【シリーズ・都市伝説】雇ってはいけない「池袋の女」

【シリーズ・都市伝説】雇ってはいけない「池袋の女」

「池袋の女」その女を雇った家には怪音が起き、家具が飛ぶ…。

どんな都市伝説なの?

  • この話が登場する最初の文献は寛政11年(1799年)に書かれた『耳袋』である。
  • 池袋出身の女を雇うことで不可思議なことが起こる。
  • その女に暇(解雇)を出すことで現象は起こらなくなる。

狐憑きの女「池袋の女」

この俗信は、池袋(現在の東京都豊島区の一部)の女性を雇った家では、怪音が起きる、家具が飛び回るなど様々な怪異が起きるというものである。 この俗信が登場する最初の文献は寛政11年(1799年)に書かれた『耳袋』で、江戸幕府の幕臣が池袋出身の下女と通じたところ、行燈や茶碗、臼などが飛ぶ現象が現れ、下女に暇を出したら怪奇現象が止んだという話である。

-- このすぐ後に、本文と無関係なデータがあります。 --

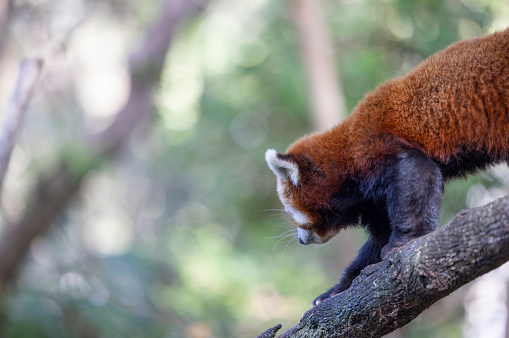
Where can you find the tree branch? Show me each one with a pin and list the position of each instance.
(55, 190)
(390, 294)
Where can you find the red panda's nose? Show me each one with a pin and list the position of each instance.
(305, 236)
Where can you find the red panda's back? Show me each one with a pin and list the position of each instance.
(455, 101)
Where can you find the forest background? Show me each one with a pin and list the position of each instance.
(179, 235)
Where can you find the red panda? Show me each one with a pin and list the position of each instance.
(385, 166)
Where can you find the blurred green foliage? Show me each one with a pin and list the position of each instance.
(178, 237)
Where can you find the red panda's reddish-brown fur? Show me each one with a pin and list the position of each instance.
(385, 166)
(455, 101)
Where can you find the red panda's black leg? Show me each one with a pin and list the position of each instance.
(368, 254)
(414, 194)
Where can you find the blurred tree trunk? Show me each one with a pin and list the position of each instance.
(390, 294)
(55, 190)
(326, 95)
(15, 112)
(5, 9)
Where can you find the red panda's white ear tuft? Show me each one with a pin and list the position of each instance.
(284, 169)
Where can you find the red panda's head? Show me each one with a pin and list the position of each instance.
(307, 193)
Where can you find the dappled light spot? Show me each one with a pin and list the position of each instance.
(102, 87)
(110, 234)
(74, 284)
(249, 130)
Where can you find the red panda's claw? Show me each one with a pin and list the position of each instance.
(319, 299)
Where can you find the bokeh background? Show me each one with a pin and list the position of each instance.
(179, 236)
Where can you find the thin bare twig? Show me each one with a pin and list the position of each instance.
(29, 71)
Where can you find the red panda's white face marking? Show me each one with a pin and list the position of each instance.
(288, 178)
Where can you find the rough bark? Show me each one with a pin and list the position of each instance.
(55, 189)
(390, 294)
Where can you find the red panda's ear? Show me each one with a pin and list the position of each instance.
(284, 168)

文化時代の地誌『遊歴雑記』には、「池袋の女」の話が以下のように述べられている。

文政3年(1820年)3月、小日向の高須鍋五郎という与力が、自分の雇っている池袋出身の下女につい手をつけた。ある日の夕方、勝手口に来訪者が来たので下女が応対したところ、叫び声と共に戻って来た。鍋五郎が事情を尋ねると、ほっかむりをした男が現れたと言う。周囲を捜したところ、怪しい者はいなかったが、念のために厳重に戸締りをしておいた。

すると屋根や雨戸に石が打ちつけられ始めた。周囲を捜したが、やはり怪しい者の姿はない。深夜になっても石の音はやまないので到底眠ることもできず、夜明けには雨戸が2箇所も破られていた。鍋五郎が修験者に祈祷を頼んだが、今度は皿、鉢、膳、椀などが飛来し、火のついた薪が飛来して座敷に火をつけたりと、修験者もお手上げだった。

その後も怪異は続いたが、ある者の助言により鍋五郎が下女に暇を申し渡すと、怪異は止んだ。その下女は武州秩父郡(現・埼玉県秩父郡)で秩父の三害(生団子、ネブッチョウ、オサキ持ち)の一つといわれるオサキ遣い(狐憑き)の子孫であり、鍋五郎が下女と密通した祟りで怪異が起きたとのことだった。

山間部の一部の村では近代になってもすべての娘を若者たちの共有物とみなす風潮が残っており、そのような土地では女がほかの土地へ行くことや他所の男と交わることを禁じ、その禁を破った者には若者たちの報復があったとして、これらの現象は怪異ではなく、若者たちの報復とする説もある。

これらの怪異は「石投げをしてぼろの出る池袋」「瀬戸物屋土瓶がみんな池袋」といった川柳も残されている。

池袋の夜 青江三奈

参考サイト

池袋の女…特定の地域の女を指す話は珍しい。これは同時多発、あるいは長く同じような現象が続いたのかもしれない。そして現在も…。